Constitution
As part of a long-planned process and occurring after the massive adoption of the National Charter, the Algerian Constitution will be submitted on November 19, 1976 for the approval of the people by way of referendum.
President Houari Boumediène wrote in the magazine of the National Mujahideen Organization on the occasion of the 22nd anniversary of the outbreak of the War of National Liberation: “We are on the eve of great radical transformations where revolutionary legitimacy will be crowned by constitutional legitimacy and where organic complementarity between State and Revolution will be achieved. As activists, it is our duty to our people to fully grasp the meaning of their enthusiasm for the National Charter and to translate into reality the hopes they have in this document.
If the National Charter is the ideological instrument of the Socialist Revolution in Algeria, the Constitution is one of the vectors necessary for the realization of the first. Fundamental law of the Republic, the draft Constitution grants numerous articles to fundamental freedoms and human and citizen rights and sets out a set of rules which will henceforth govern relations between the State and citizens.

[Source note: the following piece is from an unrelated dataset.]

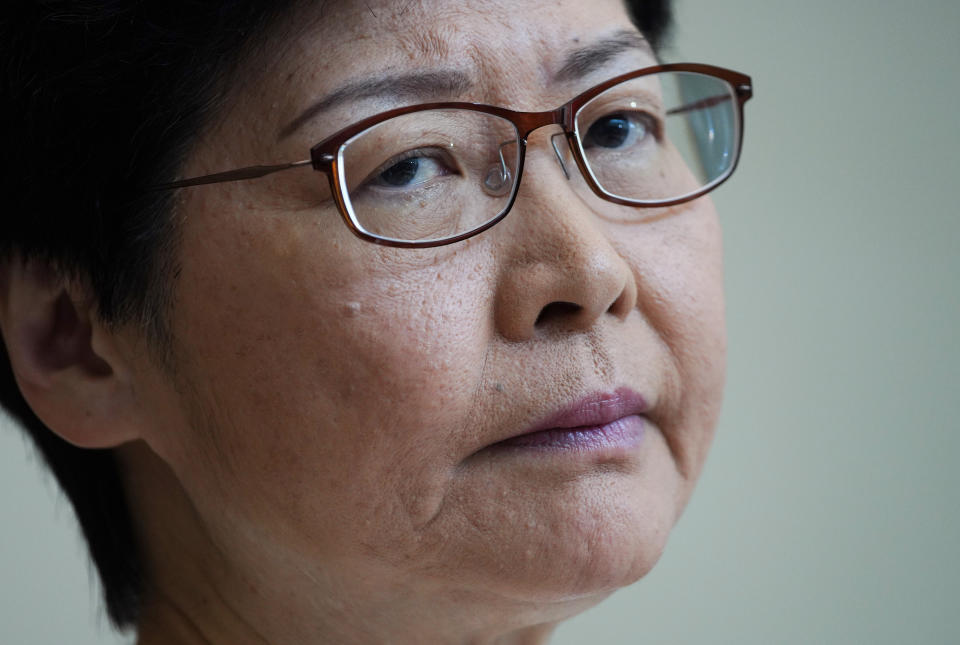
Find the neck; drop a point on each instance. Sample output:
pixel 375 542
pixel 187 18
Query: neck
pixel 198 595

As in the National Charter, the National Liberation Front Party is called upon to intervene closely in the conduct of the nation's affairs, as demanded by the people as a whole. Studied in an overall process, going from the centuries-old resistance of the Algerian people to the immediate present of Algeria, the Constitution appears as the logical result of a multifaceted action. Like many other achievements, the fundamental law of the Republic should be considered as a major step, a new victory in the long struggle of the Algerian people for their liberation, to which the next profound changes will contribute, such as the election of the President of the Republic by direct universal suffrage and the establishment of the National People's Assembly.